Toplanıp aralarında konuştular. Yûsuf'u babalarından uzaklaştırmaya karar verdiler.
Bunun, için de iki yol düşündüler. “Yâ öldürürüz, veya onu babamıza ulaşamayacağı
çok uzak bir yere bırakırız. Burada onu yırtıcı hayvanlar yer veya ölür” dediler. Böyle
yaparak Yûsuf'u uzaklaştırmakla, babalarının sevgisini kendilerine çekeceklerini
zannediyorlardı.

Ancak yaptıkları işin büyük günâh olduğunu bilmiyor da değillerdi. Fakat onlar,
Yûsuf aleyhisselâmdan kurtulduktan sonra, Allahü teâlâya tevbe edip, güzel ameller
işleyerek sâlihlerden olmakla, günâhlarını affettirmeyi düşünüyorlardı. Ayrıca
babalarına da güzel hizmetlerde bulunacaklar, Yûsuf'un (aleyhisselâm) yokluğunda,
onun sevgisini kendi üzerlerine çekeceklerdi.
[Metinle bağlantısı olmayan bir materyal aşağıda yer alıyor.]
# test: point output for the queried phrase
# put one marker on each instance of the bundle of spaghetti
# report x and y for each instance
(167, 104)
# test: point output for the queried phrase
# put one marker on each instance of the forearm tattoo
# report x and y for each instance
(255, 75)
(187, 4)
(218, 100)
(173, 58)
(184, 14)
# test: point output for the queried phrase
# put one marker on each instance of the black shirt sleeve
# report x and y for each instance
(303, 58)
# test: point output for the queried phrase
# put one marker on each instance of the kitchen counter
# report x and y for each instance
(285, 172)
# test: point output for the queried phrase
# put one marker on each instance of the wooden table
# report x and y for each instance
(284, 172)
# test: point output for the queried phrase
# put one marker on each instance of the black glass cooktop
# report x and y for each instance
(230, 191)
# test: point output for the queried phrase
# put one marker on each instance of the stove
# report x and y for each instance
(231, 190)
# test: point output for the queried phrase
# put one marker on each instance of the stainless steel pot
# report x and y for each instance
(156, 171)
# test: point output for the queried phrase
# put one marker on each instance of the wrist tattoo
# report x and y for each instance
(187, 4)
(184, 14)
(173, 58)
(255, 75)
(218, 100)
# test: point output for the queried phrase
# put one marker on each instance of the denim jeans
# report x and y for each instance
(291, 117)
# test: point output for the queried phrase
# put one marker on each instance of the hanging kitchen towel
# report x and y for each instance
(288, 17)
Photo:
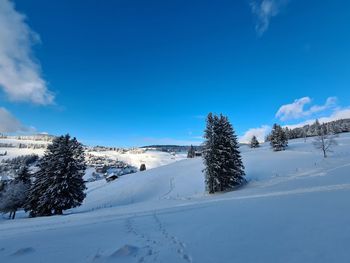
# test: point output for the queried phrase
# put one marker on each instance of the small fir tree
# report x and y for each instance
(254, 143)
(224, 168)
(59, 183)
(191, 152)
(278, 138)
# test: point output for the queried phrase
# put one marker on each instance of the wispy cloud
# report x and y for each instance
(296, 109)
(337, 114)
(264, 10)
(20, 73)
(169, 141)
(10, 124)
(259, 132)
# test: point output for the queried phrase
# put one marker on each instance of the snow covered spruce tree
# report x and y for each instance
(324, 140)
(224, 169)
(191, 152)
(278, 138)
(15, 193)
(254, 143)
(59, 183)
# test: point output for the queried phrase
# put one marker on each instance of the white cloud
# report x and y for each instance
(10, 124)
(169, 141)
(264, 10)
(260, 134)
(296, 109)
(20, 74)
(337, 114)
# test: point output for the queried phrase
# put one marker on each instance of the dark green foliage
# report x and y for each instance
(191, 152)
(224, 168)
(278, 138)
(143, 167)
(254, 143)
(59, 183)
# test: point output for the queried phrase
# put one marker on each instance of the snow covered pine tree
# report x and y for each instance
(15, 193)
(191, 152)
(224, 169)
(59, 183)
(254, 143)
(278, 138)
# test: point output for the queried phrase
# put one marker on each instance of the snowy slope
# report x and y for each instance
(152, 159)
(294, 209)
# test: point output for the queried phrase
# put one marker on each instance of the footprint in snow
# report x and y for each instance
(23, 251)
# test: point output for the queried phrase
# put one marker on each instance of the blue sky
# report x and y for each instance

Ayet-i kerîmede onların bu hâli, meâlen
şöyle beyân buyrulmaktadır: “(İçlerinden biri dedi ki): “Yûsuf'u öldürün veya onu
uzak bir yere atın ki, babanızın teveccüh ve iltifâtı yalnız size olsun.
Bundan (Yûsuf'u öldürdükten veya uzak bir yere bıraktıktan) sonra da (işlediğiniz bir
cinayetten dolayı Allahü teâlâya tevbe eder, babanıza güzel muâmelede
bulunarak) sâlihlerden bir topluluk olasınız.” Onlardan birisi (Yehûda veya
Robîl) dedi ki: “Eğer benim sözümü tutarsanız, Yûsuf'u öldürmeyin. (Zirâ o
büyük günâhtır.) Onu bir kuyunun dibine bırakın ki, (oraya
uğrayanlardan) yolculardan biri çıkarıp başka bir yere götüre... (Münasibi
budur.)” (Yûsuf sûresi: 9-10)

Onların hepsi, Yûsuf aleyhisselâmı kuyuya atmakta ittifâk ettiler. Atmaya
kararlaştırdıkları kuyu, bilinen bir kuyu idi. Ona gidip-gelen çok olurdu. Kuyuya
uğrayan yolcuların onu çıkarıp götüreceklerini, dolayısıyla kuyuya attıklarında, hemen
ölmeyeceğini, oradan kurtulacağını kuvvetle umuyorlardı. Tabiîn'den Katâde
(rahmetullahi aleyh), bu kuyunun Kudüs'te bir kuyu olduğunu söylemiş, Tebe-i
Tabiîn'den Mukâtil (rahmetullahi aleyh) ise, Ürdün'de, Ya’kûb aleyhisselâmın evine üç
fersah (yaklaşık 17 km.) mesâfede olduğunu zikretmiştir. İşte, gelip-geçen bir

kâfilenin onu alıp götürmesi için oraya attılar. Onların maksatları da, zâten onu,
babalarından uzaklaştırmaktı. Kuyuya atmakla hem bu maksatları hâsıl olacak, hem
de onu öldürmek günâhından kurtulacaklardı. Müfessirler; bu sözü söyleyenin, bu işe
aslâ râzı olmadığını, ancak kardeşleri vaz geçmeyeceği için, açıkça bu işi yapmayın
demedi. “Onu öldürmeyin. Zirâ bu büyük bir günâhtır. Onu uzak bir yere bırakın.
Maksadınız onun babanızdan uzaklaşması ise, bu, bu şekilde de tahakkuk etmektedir”
dedi. “Eğer benim sözümü tutarsanız” demesi bunu göstermektedir
buyurmaktadırlar.

Ya’kûb aleyhisselâmın oğulları bu kararı verdikten sonra, Yûsuf aleyhisselâmı
babasından istemek işini Yehûda'ya havâle ettiler. Çünkü Ya’kûb aleyhisselâm oğulları
içinde ençok Yehûda'nın sözüne îtibâr ederdi. Ancak Yehûda, Yûsuf'un öldürülmesine
râzı değildi. Kardeşlerinin ona bir kötülük yapmalarından korktu.. Onlardan,
öldürmeyip kuyuya atacaklarına dâir kesin söz aldı. Hep birlikte Ya’kûb aleyhisselâmın
huzûruna vardılar. Ondan, Yûsuf'la berâber kırlara gitmek için izin istediler.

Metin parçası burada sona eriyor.